Beaumont, H. J. E., Lens, S. I., Reijnders, W. N. M., Westerhoff, H. V., and Spanning, R. J. M. Expression of nitrite reductase in Nitrosomonas europaea involves NsrR, a novel nitrite-sensitive transcription repressor. Molecular Microbiology 54 (1), 148-158, 2004.

Spiro, S. Regulators of bacterial responses to nitric oxide. FEMS Microbiology Reviews 31, 193-211, (2007).
nirK promoter (BBa_xxxx)
The repressor described above (NsrR) binds to this promoter in the absence of nitrites thus preventing transcription of the luciferase gene downstream. In the presence of nitrites the repressor releases from DNA and allows transcription of the luciferase gene. Thus in nitrite-rich medium the cells will be able to make blue light.

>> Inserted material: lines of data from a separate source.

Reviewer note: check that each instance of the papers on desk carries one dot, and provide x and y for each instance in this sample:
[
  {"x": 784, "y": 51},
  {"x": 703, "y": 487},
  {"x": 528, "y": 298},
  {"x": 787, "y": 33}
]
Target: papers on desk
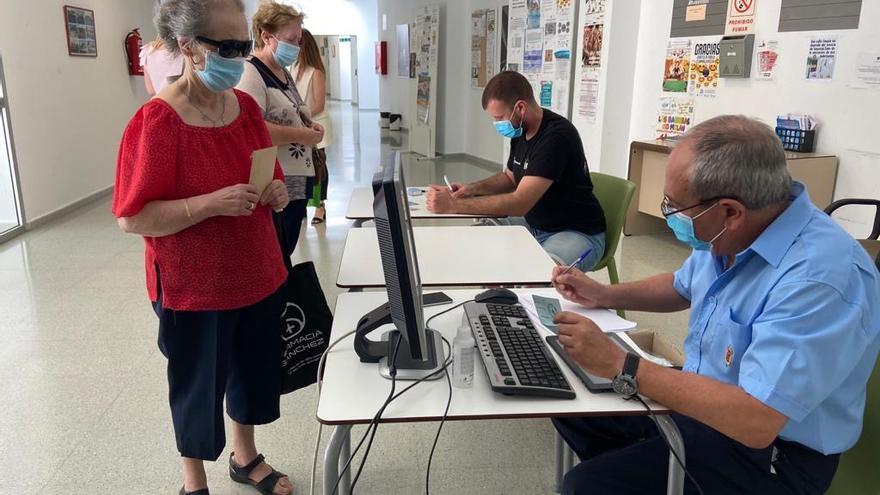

This promoter is in the intergeneric region between the gene encoding the repressor NsrR (yhdE, NE0928 in the genome sequence, which is divergently transcribed), and the gene 'pan' (NE0927) in the genome sequence (Beaumont et al., 2004).

Beaumont, H. J. E., Lens, S. I., Reijnders, W. N. M., Westerhoff, H. V., and Spanning, R. J. M. Expression of nitrite reductase in Nitrosomonas europaea involves NsrR, a novel nitrite-sensitive transcription repressor. Molecular Microbiology 54 (1), 148-158, 2004.
Constitutive promoter
This will control the expression of tnt.r1, trz and luxCDE genes. As TNT.R1 is a periplasmic protein and Trz is a transmembrane protein, elevated amounts of these protein can potentially disrupt the cell membrane. Hence, we chose a weak constitutive promoter.
Final construct in system.


Construct carrying PompC (BBa_R0082) and lacZ' (BBa_J33202). Used for Miller’s assay.

Construct carrying PyeaR (BBa_K216005) and lacZ'’ (Bba_J33202). Used for Miller’s assay.
PyeaR-Renilla luciferase

Construct carrying PyeaR (BBa_K216005) and Renilla luciferase (BBa_J52008). As we were enountered great difficulty in cloing Photobacterium phosphoreum luciferase, we revived BBa_J52008 from the Registry plates as a back-up.
PyeaR-firefly luciferase
Construct carrying PyeaR (BBa_K216005) and firefly luciferase (BBa_I712019). As we were enountered great difficulty in cloing Photobacterium phosphoreum luciferase, we revived BBa_I712019 from the Registry plates as a back-up.
Construct carrying tnt.r1 (BBa_ K216002) and trz (BBa_ K216004).